6. Een proces-verbaal, in de wettelijke vorm en op ambtseed opgemaakt en op 12 april 2013 gesloten en getekend door [verbalisant 5] en [verbalisant 6], beiden brigadier bij het Korps Politie Curaçao, pv. nummer: 201206081300 (pagina 30 bij het aanvullend proces-verbaal op einddossier onderzoek "dubbel moord te Bajonetstraat" met rood voorblad), voor zover inhoudende, als verklaring van [betrokkene 1],- zakelijk weergegeven -:
Voordat wij op de dag van het schietincident in de Bajonetstraat [verdachte] ontmoetten, had [betrokkene 4] mij verteld dat [verdachte] de schutter was. Toen wij bij dat weekendhuis aankwamen zei [verdachte] tegen mij dat hij God wilde vragen hoeveel mensen hij nog meer moest vermoorden om zijn broer terug te krijgen.
7. Een proces-verbaal, in de wettelijke vorm en op ambtseed opgemaakt en op 12 juni 2013 gesloten en getekend door [verbalisant 5] en [verbalisant 6], beiden brigadier bij het Korps Politie Curaçao, pv. nummer: 201204121500 (pagina 31 bij het aanvullend proces-verbaal op einddossier onderzoek "dubbel moord te Bajonetstraat" met rood voorblad), voor zover inhoudende, als verklaring van [betrokkene 1],- zakelijk weergegeven -:
[verdachte] had tegen mij gezegd dat men hem opbelde en hem op de hoogte had gesteld dat één van de tweeling en [slachtoffer 2] in de Breedestraat stonden ter hoogte van het voormalige Hardis in Otrobanda.
8. Een proces-verbaal, in de wettelijke vorm en op ambtseed opgemaakt en op 12 april 2013 gesloten en getekend door [verbalisant 5] en [verbalisant 6], beiden brigadier bij het Korps Politie Curaçao, pv. nummer: 2011.04.11.09.30 (pagina 76 van het einddossier onderzoek "dubbel moord te Bajonetstraat"), voor zover inhoudende, als verklaring van de getuige [betrokkene 5], - zakelijk weergegeven -:
Op 6 april 2011 was ik thuis.
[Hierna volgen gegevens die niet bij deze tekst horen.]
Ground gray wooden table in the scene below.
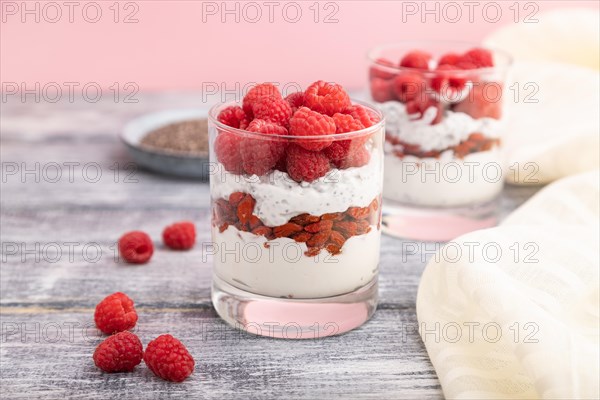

Ik hoorde schoten buiten. Toen ik het geschreeuw van iemand hoorde ging ik kijken. Ik zag een voor mij van aanzien bekende man. Opval Opvallend was dat zijn T-shirt helemaal besmeurd was met bloed. Deze man herkende ik als de broer van de man die enkele maanden terug werd vermoord.
(...)
11. Een proces-verbaal, in de wettelijke vorm en op ambtseed opgemaakt en op 29 september 2011 gesloten en getekend door [verbalisant 7] en [verbalisant 5], respectievelijk hoofdagent en brigadier bij het Korps Politie Curaçao, pv. nummer: 201109290900 (pagina 153 van het einddossier onderzoek "dubbel moord te Bajonetstraat"), voorzover inhoudende, als verklaring van de getuige [betrokkene 6] - zakelijk weergegeven -:
Op 6 april 2011, de dag van de schietpartij met dodelijke afloop in de Bajonetstraat, was ik thuis. Ik zat samen met een vriend genaamd [betrokkene 7] buiten op het balkon (opm. GHvJ: porch, terras) van mijn woning. Wij hoorden verschillende knallen dan wel schoten. [betrokkene 7] stond op en ging bij het hek van mijn erf staan. Ik hoorde [betrokkene 7] [verdachte] roepen. Vervolgens ging ik ook samen met [betrokkene 7] bij het hek staan.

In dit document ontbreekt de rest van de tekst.